第百十八回国会参議院予算委員会会議録第十九号平成二年(1990)六月六日
発言者 本岡昭次(社会党)
答弁者 坂本三十次内閣官房長官 清水傳雄労働省職業安定局長
課題 「従軍慰安婦」問題  内容 軍の関与を否定

 

本岡昭次君 それから、強制連行の中に従軍慰安婦という形で連行されたという事実もあるんですが、そのとおりですか。
政府委員(清水傳雄君) 先ほどお答え申し上げましたように、徴用の対象業務は国家総動員法に基づきます総動員業務でございまして、法律上各号列記をされております業務と今のお訊ねの従軍慰安婦の業務とはこれは関係がないように私どもとして考えられますし、また、古い人のお話をおきいたしましても、そうした総動員法に基づく業務としてはそういうことは行っていなかった、このように聞いております。
本岡昭次君 先ほど言いましたように、海軍作業愛国団とか南方派遣報国団とか従軍慰安婦とかいう、こういうやみの中に隠れて葬り去られようとしている事実もあるんですよ。これはぜひとも調査の中で明らかにしていただきたい。できますね、これはやろうとすれば。
政府委員(清水傳雄君) 従軍慰安婦なるものにつきまして、古い人の話等も総合して聞きますと、やはり民間の業者がそうした方々を軍とともに連れて歩いているとか、そういうふうな状況のようでございまして、こうした実態について私どもとして調査して結果を出すことは、率直に申しましてできかねると思っております。
本岡昭次君 強制連行とは、それでは一休何を言うんですか。

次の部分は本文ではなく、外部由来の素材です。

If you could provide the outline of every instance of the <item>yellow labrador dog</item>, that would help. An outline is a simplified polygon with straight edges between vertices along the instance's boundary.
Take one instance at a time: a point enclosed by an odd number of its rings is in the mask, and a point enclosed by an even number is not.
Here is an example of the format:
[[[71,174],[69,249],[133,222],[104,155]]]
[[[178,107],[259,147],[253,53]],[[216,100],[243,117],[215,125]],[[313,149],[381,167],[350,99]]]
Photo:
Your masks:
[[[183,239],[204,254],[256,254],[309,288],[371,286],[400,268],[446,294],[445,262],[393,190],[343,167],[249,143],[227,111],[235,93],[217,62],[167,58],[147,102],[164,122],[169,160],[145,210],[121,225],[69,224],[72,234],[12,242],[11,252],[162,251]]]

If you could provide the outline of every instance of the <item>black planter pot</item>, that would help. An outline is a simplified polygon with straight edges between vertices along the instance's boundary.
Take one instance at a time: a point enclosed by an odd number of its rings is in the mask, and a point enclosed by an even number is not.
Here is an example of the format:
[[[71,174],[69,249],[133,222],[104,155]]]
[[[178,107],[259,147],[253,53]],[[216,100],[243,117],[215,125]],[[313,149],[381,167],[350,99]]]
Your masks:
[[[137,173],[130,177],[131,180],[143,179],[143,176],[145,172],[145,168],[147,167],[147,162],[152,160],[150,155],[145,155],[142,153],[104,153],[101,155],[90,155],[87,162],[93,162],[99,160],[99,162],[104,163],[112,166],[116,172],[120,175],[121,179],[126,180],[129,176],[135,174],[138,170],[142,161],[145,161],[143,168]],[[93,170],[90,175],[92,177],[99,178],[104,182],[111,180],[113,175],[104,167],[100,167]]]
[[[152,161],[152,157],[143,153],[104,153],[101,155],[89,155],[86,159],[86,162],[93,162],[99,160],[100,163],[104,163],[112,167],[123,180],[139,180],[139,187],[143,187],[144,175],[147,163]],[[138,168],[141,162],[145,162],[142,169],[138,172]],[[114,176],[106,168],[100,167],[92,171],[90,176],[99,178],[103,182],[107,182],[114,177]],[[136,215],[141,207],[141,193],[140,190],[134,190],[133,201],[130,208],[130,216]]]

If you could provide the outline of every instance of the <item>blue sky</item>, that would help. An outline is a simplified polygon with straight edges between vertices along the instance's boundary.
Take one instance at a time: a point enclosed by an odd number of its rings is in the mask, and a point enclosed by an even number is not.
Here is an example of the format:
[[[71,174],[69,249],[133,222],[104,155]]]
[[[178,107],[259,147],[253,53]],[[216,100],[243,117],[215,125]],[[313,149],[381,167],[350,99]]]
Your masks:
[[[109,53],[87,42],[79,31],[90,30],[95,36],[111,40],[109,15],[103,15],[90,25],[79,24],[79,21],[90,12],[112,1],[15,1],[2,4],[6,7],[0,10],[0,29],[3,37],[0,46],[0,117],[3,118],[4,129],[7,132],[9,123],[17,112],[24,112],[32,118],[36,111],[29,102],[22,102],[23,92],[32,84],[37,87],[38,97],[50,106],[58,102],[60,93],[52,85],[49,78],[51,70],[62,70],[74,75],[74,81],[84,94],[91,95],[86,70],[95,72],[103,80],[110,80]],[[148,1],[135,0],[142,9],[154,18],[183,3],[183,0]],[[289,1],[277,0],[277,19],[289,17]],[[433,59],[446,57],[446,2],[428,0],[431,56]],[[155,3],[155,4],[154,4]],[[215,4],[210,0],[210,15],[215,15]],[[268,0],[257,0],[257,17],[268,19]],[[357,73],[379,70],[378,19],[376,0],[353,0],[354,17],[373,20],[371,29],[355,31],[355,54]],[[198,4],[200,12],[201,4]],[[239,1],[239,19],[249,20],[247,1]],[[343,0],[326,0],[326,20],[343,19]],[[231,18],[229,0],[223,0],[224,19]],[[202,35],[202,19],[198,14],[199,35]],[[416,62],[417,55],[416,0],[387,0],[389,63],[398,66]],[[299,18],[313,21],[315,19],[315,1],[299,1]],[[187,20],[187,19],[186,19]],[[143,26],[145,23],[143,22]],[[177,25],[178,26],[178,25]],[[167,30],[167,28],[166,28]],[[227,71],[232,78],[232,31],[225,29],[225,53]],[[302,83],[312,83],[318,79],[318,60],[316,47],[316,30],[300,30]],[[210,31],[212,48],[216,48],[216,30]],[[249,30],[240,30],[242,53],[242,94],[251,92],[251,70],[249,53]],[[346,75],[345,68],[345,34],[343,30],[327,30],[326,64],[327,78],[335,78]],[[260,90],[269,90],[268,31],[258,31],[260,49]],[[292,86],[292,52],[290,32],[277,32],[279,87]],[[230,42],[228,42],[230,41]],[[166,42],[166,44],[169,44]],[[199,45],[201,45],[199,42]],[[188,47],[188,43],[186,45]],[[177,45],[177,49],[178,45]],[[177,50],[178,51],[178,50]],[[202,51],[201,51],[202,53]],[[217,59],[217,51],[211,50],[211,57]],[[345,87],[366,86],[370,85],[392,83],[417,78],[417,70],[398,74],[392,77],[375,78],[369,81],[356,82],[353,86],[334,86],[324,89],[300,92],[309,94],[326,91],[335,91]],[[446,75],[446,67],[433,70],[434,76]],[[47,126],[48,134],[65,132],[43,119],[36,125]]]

あなた方の認識では、今国家総動員法というものの中で、それが範疇に入るとか入らないとかと、こう言っておりますが、それでは範疇に入るものは、一体何人あったからそれはどうだとか言うんならわかるんですけれとも、すべてやみの中に置いておいて、そういうものはわからぬということでは納得できないじゃないですか。
政府委員(清水傳雄君) 強制連行、事実上の言葉の問題としてどういう意味内容であるかということは別問題といたしまして、私どもとして考えておりますのは、国家権力によって動員をされる、そういうふうな状況のものを指すと思っています。
本岡昭次君 そうすると、一九三九年から一九四一年までの間、企業が現地へ行って募集したのは強制連行とは言わぬのですか。
政府委員(清水傳雄君) できる限りの実情の調査は努めたいと存じますけれども、ただ、先ほど申しました従軍慰安婦の関係につきましてのこの実情を明らかにするということは、私どもとしてできかねるんじゃないかと、このように存じます。
本岡昭次君 どこまで責任を持ってやろうとしているのか、全然わからへん、わからへんでね、これだけ重大な問題を。だめだ。やる気があるのか。ちょっとこれ責任をもって答弁させてくださいよ、大臣の方で。
委員長(林田悠紀夫君) 速記をとめて。〔速記中止〕
委員長(林田悠紀夫君) 速記を起こして。
国務大臣(坂本三十次君) 本件につきましては、政府は労働省を中心に関係省庁協力して調査いたしますので、なお時間をいただきたいと思います。